Parce qu’un dessin vaut parfois mieux qu’un long discours, découvrez dans la série Science Story des doctorants qui ont choisi de raconter leur thèse… en bande-dessinées.

ecole sante exploreurecole sante exploreurecole sante exploreurecole sante exploreurecole sante exploreurecole sante exploreurecole sante exploreursante exploreur ecoleecole sante exploreursante exploreur ecolesante exploreur ecolesante ecole exploreursante ecole exploreursante ecole exploreurecole sante exploreurecole sante exploreurecole sante exploreurecole sante exploreurecole sante exploreurecole sante exploreurecole sante exploreurecole sante exploreur

Dans un contexte scolaire touché par des actes terroristes aujourd’hui en France, il est à rappeler que chaque pays, à chaque moment de son histoire, pose ses ambitions sur l’école pour intégrer un maximum de personnes dans la société. Pourtant, nous ne sommes pas égaux dans nos parcours académiques, et en fin de course, il n’est pas rare d’assister à une reproduction sociale selon son milieu d’origine. 

Depuis les années 80, la recherche épidémiologique a montré qu’en moyenne les personnes ayant un niveau d’études élevé sont moins touchées par des maladies et par conséquent vivent plus longtemps, que celles qui ont interrompu leurs études pendant le secondaire. Ce lien s'explique souvent par le fait que les personnes plus diplômées sont moins susceptibles de connaître les conditions matérielles difficiles ou la détresse causée par les difficultés économiques. Elles sont donc moins souvent exposées à des environnements néfastes pour leur santé que les personnes peu diplômées. Elles adoptent aussi des attitudes plus préventives, se font plus fréquemment dépister et ont également tendance à avoir un mode de vie plus sain. Mais pas que… D’autres mécanismes restent à être identifiés.

Dans le cadre de ma thèse, je m’intéresse à la manière dont se construit un état de « bonne santé » tout au long d’une vie. J’ai voulu étudier, en particulier, ce lien entre l’éducation et la santé, en posant le regard dès le primaire pour voir si une partie de la résolution de l’énigme ne se trouvait pas dès cette période de vie. Mon postulat : l’école correspond à un certain groupe social avec son propre langage, ses codes et ses attentes. Elle peut donc se représenter comme un moule, dans lequel il faut arriver à entrer pour pourvoir en sortir. J’ai alors décidé d’utiliser les perceptions d’instituteurs ou d'institutrices comme un indicateur d’adéquation/inadéquation à ce moule scolaire pour faire l’hypothèse qu’elles peuvent amorcer le lien avec la santé future.

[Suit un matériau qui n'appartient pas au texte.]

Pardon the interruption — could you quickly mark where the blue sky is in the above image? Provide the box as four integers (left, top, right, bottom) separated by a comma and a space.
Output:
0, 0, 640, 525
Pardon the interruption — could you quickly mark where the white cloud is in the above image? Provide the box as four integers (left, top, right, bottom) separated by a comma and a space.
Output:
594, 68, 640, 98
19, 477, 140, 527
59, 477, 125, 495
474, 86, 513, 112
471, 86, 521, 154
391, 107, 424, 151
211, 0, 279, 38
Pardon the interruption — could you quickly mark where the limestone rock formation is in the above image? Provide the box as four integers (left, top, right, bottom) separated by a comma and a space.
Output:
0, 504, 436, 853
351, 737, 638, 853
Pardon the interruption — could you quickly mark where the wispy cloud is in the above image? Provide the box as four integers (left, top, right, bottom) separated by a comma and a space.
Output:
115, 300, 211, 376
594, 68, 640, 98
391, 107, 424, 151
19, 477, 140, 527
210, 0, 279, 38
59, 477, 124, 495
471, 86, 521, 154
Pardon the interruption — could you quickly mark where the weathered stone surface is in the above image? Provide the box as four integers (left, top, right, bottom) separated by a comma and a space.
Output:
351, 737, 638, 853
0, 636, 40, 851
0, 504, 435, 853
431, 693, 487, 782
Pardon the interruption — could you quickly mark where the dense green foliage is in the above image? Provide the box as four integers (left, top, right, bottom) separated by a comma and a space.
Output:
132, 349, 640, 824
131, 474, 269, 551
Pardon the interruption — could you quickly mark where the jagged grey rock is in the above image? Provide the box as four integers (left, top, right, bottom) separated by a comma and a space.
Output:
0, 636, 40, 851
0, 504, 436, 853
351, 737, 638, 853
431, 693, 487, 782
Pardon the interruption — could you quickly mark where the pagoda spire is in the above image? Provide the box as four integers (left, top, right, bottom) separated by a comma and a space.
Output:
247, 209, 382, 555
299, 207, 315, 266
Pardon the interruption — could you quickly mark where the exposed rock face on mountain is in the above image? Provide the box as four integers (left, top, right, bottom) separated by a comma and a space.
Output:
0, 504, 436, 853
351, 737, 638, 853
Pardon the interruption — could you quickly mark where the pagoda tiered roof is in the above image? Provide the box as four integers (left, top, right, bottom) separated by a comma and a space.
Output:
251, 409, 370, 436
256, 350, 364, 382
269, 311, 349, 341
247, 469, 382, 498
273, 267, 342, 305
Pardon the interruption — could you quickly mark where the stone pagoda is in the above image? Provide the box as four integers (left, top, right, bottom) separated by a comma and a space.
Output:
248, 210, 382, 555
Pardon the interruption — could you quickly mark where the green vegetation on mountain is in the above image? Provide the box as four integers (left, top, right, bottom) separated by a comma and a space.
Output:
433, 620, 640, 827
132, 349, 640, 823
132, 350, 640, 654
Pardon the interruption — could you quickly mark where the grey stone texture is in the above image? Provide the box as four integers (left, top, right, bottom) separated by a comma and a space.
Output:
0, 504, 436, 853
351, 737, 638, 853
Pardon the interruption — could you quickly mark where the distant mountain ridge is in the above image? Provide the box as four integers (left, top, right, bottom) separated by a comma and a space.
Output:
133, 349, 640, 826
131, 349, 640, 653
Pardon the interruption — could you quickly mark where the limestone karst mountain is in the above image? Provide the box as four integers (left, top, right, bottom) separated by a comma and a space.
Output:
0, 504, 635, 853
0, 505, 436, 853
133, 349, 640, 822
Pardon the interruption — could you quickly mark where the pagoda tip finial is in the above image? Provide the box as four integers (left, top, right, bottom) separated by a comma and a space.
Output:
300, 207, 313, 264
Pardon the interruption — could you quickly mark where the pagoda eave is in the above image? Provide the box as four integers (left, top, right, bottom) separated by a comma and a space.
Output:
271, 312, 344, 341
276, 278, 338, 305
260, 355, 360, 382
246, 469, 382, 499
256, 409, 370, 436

Au sein du laboratoire où je réalise ma thèse, nous avons la chance de disposer de données anonymes de Grande-Bretagne de plusieurs milliers individus, nés en en 1958 et suivis jusqu’à aujourd’hui. Grâce à des méthodes statistiques, nous avons fait parler avec précaution ces données. Cette enquête britannique a permis d’explorer les mécanismes en jeux entre les perceptions d’instituteurs et une usure physiologique à l’âge adulte, avec des résultats différents entre les hommes et les femmes. Notre étude a soulevé que les enfants ayant fait l'expérience d’une dissonance entre leur environnement familial et l’environnement scolaire, en tant que difficulté chroniquement stressante, ont pu solliciter leurs ressources biologiques pour subir une dérégulation physiologique, amorçant le lien entre l’éducation et la santé future. Des études complémentaires dans d’autres pays, d’autres périodes historiques ou utilisant des méthodes qualitatives sont à présent nécessaires pour explorer plus en profondeur ces résultats.

 

Référence bibliographique

Joannès C, Castagné R, Lepage B, Delpierre C, Kelly-Irving M (2021) Could teacher-perceived parental interest be an important factor in understanding how education relates to later physiological health? A life course approach. PLoS ONE 16(6): e0252518.

 

CERPOP : Centre d'épidémiologie et de recherche en santé des populations / UMR 1295 Inserm, Université Toulouse III - Paul Sabatier.